Rancho Santa Fe faces harsher water cutbacks

Rancho Santa Fe faces harsher water cutbacks
The Santa Fe Irrigation District is placing digital signs around the area, including Rancho Santa Fe, to remind people traveling the roads of the water restrictions. Photo courtesy Santa Fe Irrigation District

RANCHO SANTA FE — Rancho Santa Fe has been informed of severe water cutbacks raising them to a Level 3 Water Shortage Response on June 1. And electronic signs throughout the Ranch are delivering the message. According to the Santa Fe Irrigation District, at its May meeting, the board of directors approved an elevated comprehensive plan of action.

Jessica Parks, management analyst and public information officer of the Santa Fe Irrigation District, they imposed mandatory allocations with severe cost penalties for exceeding those allocations.

Irrigation days have dropped from three to two days. Parks wants everyone to know that the District will be increasing its enforcement by adding staff in the field to help customers comply with the mandatory water use restrictions.
“Beginning July 1, 2015, water allocations for all customers will be imposed with severe cost penalties for exceeding the allocation. The penalties could result in quadrupling of water charges for those that don’t comply, and for flagrant violators, the District can impose flow restrictors and shutting off water service,” she said. “The water allocations will be based on each customer’s 2013 water usage. Each residence will receive a base allotment for the billing period, but all usage above the allotment must be cut back by 45 percent.”

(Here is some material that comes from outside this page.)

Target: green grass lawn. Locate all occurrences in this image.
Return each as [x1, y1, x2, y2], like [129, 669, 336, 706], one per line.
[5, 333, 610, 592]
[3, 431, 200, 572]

In addition to cutting back irrigation, a Level 3 restriction also prohibits washing vehicles at one’s residence, hosing down courtyards, among other things many did before the drought.
Parks said there would be doubled penalties for not following water use restrictions and increased enforcement of those restrictions.

In April 2015, data was released regarding water usage.

Not only was the District the highest per capita user in the State, Parks said, but the water usage went up 9 percent while all other water districts within the County of San Diego went down.

“It is critical that customers comply with the water use restrictions and reduce their water use,” she said. “The District could face penalties of up to $10,000 per day from the state and financial penalties from wholesale water suppliers.”

Currently, the District has placed electric signage throughout its service area, reminding passersby of the drought and water restrictions. On a weekly basis, they relocate these signs to other highly traveled areas.

Parks wants everyone to know that they are trying to get the message across to as many customers as possible.

“We are asking that all of our customers sign up for online access to their water usage. This is the best way our customers can obtain their 2013 water usage and determine what their water allocation will be,” she said. “Finally, it is important that customers recognize that this will take effort.”

Changes to landscaping, regular water meter checks, and more mindful use of water use indoors will need to take place.

In an effort to help its customers comply with the new mandatory water use restrictions and allocations, Parks said, the District will be holding a town hall meeting June 23 at 6 p.m. at the Lomas Santa Fe Country Club.